O director científico da Bioteca, Gonçalo Cabrita, reconheceu que a utilização das células estaminais recolhidas durante o parto de uma criança para a posterior cura de doenças nessa pessoa ainda não é muito utilizada, podendo as mesmas ser aplicadas para curar doenças em outras pessoas, nomeadamente familiares.
As doenças genéticas, por exemplo, não podem ser curadas com as células estaminais da própria pessoa, pois já levariam a respectiva informação (deficiência) genética.
Além da conservação das células estaminais do cordão umbilical, a Bioteca propõe-se investir na investigação, nomeadamente na reprodução das células estaminais para posterior aplicação terapêutica.
A recolha do sangue do cordão umbilical para posterior conservação é possível em Portugal há cerca de dois anos, altura em que começou a funcionar a Crioestaminal.
Mais recentemente, a empresa Bebévida anunciou a sua actividade nesta área.
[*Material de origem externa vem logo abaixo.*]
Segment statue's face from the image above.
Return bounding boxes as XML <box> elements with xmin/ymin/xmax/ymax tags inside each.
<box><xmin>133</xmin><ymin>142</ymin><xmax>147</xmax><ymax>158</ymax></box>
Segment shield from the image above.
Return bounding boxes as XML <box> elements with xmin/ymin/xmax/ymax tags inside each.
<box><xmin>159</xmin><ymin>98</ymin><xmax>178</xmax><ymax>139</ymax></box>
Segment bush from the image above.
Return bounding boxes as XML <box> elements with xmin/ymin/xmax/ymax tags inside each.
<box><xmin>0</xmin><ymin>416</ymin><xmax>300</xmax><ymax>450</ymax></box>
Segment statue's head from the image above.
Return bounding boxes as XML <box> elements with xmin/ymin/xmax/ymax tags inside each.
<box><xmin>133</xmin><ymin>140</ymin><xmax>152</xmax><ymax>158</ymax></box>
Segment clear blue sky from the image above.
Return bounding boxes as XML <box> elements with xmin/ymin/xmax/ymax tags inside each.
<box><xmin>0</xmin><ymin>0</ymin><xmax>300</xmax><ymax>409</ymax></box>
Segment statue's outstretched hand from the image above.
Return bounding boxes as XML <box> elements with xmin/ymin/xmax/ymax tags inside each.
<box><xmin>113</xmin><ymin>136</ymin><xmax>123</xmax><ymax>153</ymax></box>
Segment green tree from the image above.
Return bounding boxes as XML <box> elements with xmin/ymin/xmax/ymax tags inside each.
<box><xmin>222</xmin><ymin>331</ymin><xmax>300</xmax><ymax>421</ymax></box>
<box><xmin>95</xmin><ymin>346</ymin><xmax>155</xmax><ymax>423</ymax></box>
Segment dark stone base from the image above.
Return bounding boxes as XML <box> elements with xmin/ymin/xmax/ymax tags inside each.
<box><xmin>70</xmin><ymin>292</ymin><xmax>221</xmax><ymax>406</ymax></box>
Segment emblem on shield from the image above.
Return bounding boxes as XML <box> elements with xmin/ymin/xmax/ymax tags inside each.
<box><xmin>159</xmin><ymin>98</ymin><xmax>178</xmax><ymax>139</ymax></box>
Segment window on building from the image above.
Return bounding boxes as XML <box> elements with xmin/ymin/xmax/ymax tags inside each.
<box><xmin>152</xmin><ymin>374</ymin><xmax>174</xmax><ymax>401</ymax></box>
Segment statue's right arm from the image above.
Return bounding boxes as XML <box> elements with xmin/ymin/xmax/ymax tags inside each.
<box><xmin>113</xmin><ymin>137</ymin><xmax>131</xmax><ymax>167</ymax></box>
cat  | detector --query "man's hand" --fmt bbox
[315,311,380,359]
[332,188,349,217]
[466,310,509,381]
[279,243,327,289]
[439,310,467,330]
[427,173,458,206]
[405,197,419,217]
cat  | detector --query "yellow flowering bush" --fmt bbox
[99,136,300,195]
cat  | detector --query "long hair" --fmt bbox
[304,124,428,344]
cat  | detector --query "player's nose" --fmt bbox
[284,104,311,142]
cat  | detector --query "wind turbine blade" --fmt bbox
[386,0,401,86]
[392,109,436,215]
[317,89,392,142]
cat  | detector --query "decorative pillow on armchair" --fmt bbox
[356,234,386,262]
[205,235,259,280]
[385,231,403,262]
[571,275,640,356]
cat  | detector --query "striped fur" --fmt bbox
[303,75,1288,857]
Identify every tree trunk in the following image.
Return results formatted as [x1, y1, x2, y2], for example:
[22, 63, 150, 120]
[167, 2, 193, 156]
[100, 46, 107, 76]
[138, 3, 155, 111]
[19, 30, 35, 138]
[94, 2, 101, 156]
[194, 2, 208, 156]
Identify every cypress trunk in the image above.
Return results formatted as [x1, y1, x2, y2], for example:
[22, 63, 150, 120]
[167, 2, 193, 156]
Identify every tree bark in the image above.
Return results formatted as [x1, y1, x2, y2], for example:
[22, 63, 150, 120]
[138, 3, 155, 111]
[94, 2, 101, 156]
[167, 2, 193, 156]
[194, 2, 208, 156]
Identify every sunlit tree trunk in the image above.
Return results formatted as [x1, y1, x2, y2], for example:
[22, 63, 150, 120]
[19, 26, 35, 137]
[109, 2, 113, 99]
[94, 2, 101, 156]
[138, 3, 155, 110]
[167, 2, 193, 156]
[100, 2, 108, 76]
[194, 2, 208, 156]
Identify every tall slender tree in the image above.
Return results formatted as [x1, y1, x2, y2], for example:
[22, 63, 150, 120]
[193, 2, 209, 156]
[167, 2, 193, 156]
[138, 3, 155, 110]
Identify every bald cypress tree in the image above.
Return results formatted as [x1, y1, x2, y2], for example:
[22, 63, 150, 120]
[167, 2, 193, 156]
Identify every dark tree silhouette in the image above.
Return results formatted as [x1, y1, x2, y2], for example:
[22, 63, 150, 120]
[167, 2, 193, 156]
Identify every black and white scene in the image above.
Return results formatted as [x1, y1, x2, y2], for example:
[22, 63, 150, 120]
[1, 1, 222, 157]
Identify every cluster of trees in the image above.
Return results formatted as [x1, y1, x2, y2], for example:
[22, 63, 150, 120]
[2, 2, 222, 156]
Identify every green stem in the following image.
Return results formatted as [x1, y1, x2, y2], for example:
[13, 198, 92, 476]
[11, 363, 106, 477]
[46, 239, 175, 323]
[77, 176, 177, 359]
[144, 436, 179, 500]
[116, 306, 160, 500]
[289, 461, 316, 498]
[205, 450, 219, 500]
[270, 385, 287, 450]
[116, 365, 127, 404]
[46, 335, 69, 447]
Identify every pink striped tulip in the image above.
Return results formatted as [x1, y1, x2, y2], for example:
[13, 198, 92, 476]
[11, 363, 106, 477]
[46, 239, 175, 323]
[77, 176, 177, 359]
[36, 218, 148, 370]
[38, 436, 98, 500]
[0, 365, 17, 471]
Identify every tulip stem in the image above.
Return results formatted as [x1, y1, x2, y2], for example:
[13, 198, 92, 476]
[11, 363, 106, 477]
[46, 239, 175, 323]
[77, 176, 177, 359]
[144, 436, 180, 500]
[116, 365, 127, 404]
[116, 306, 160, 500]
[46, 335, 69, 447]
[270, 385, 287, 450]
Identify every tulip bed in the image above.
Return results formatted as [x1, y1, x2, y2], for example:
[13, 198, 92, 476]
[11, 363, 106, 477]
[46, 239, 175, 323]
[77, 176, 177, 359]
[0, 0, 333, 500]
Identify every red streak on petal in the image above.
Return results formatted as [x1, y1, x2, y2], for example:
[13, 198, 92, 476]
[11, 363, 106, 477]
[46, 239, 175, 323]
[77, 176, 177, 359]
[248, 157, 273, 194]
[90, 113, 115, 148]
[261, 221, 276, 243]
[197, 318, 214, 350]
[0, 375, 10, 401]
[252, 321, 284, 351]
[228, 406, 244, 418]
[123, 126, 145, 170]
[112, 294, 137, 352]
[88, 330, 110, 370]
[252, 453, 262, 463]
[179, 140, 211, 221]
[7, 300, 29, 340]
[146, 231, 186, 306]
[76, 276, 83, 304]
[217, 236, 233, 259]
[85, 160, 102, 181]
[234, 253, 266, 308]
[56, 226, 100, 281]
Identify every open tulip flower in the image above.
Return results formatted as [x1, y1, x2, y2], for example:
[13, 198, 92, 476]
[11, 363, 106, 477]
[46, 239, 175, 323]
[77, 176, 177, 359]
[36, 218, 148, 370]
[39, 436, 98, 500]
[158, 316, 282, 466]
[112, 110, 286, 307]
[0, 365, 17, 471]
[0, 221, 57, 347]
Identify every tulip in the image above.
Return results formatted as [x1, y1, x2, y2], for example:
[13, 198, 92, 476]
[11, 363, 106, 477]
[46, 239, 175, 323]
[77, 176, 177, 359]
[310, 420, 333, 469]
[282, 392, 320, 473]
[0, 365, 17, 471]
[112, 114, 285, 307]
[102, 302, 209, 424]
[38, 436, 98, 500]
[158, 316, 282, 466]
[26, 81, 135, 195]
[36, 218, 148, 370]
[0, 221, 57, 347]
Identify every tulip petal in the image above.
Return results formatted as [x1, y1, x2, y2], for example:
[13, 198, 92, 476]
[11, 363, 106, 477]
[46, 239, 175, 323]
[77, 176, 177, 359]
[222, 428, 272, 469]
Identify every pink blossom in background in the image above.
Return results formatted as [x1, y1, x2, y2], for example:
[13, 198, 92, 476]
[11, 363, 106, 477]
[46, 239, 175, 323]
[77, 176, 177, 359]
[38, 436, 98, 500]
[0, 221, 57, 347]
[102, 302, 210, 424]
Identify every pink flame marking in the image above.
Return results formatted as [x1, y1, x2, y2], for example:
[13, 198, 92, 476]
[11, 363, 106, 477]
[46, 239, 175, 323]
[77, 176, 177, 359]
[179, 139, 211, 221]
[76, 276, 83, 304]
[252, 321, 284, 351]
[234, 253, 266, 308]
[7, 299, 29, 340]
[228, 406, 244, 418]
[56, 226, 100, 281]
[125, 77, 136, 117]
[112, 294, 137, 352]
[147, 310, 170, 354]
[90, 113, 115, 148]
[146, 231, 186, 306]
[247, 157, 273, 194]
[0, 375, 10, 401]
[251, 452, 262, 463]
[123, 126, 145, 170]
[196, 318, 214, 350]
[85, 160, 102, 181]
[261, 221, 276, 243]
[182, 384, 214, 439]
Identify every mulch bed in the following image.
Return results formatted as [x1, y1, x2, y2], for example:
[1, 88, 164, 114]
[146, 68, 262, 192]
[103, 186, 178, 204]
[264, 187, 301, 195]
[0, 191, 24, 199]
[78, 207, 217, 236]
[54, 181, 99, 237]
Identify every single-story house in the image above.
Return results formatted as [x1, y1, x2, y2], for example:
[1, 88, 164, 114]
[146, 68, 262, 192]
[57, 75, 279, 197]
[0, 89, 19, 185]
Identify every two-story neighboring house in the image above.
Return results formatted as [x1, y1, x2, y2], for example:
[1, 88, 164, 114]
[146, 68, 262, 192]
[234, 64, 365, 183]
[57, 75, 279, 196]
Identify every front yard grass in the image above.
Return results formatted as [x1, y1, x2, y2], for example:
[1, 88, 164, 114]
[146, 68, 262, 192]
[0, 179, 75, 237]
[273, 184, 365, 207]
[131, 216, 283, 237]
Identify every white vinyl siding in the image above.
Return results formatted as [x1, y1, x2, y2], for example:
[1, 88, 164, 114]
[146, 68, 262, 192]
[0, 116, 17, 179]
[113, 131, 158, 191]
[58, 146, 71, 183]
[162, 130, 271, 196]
O custo total cobrado pela Crioestaminal pelo serviço de isolamento e criopreservação das células estaminais do sangue do cordão umbilical por 20 anos é de 985 euros.
A Bebévida disponibiliza a conservação de células estaminais do bebé durante 25 anos com a finalidade da sua utilização “na terapia de diversas doenças” e cobra 1.465 euros por este serviço.
Perante o crescimento deste tipo de serviços, o Grupo Europeu de Ética alertou recentemente para o “engano” que é congelar células do cordão umbilical para a utilização futura do dador, já que é raríssimo o seu uso no tratamento de doenças.
Este órgão consultivo da Comissão Europeia especifica que “a probabilidade de se precisar de um transplante autólogo [de tecidos provenientes do próprio dador] está estimada em aproximadamente um em cada 20 mil casos, durante os primeiros 20 anos de vida”.
O Grupo Europeu de Ética alerta também que “não foi ainda demonstrado que as células que se destinam a ser utilizadas em transplantes possam ser armazenadas por mais de 15 anos”.
Apesar da intensa investigação realizada nas células estaminais, particularmente sobre a sua aplicação em doenças como Parkinson, diabetes ou cancro, “não foi ainda demonstrada nenhuma prova evidente da utilidade das células estaminais”.
Assim, é “altamente hipotético que as células do cordão umbilical mantidas para utilização no dador tenham algum valor no futuro”, frisa o Grupo Europeu de Ética.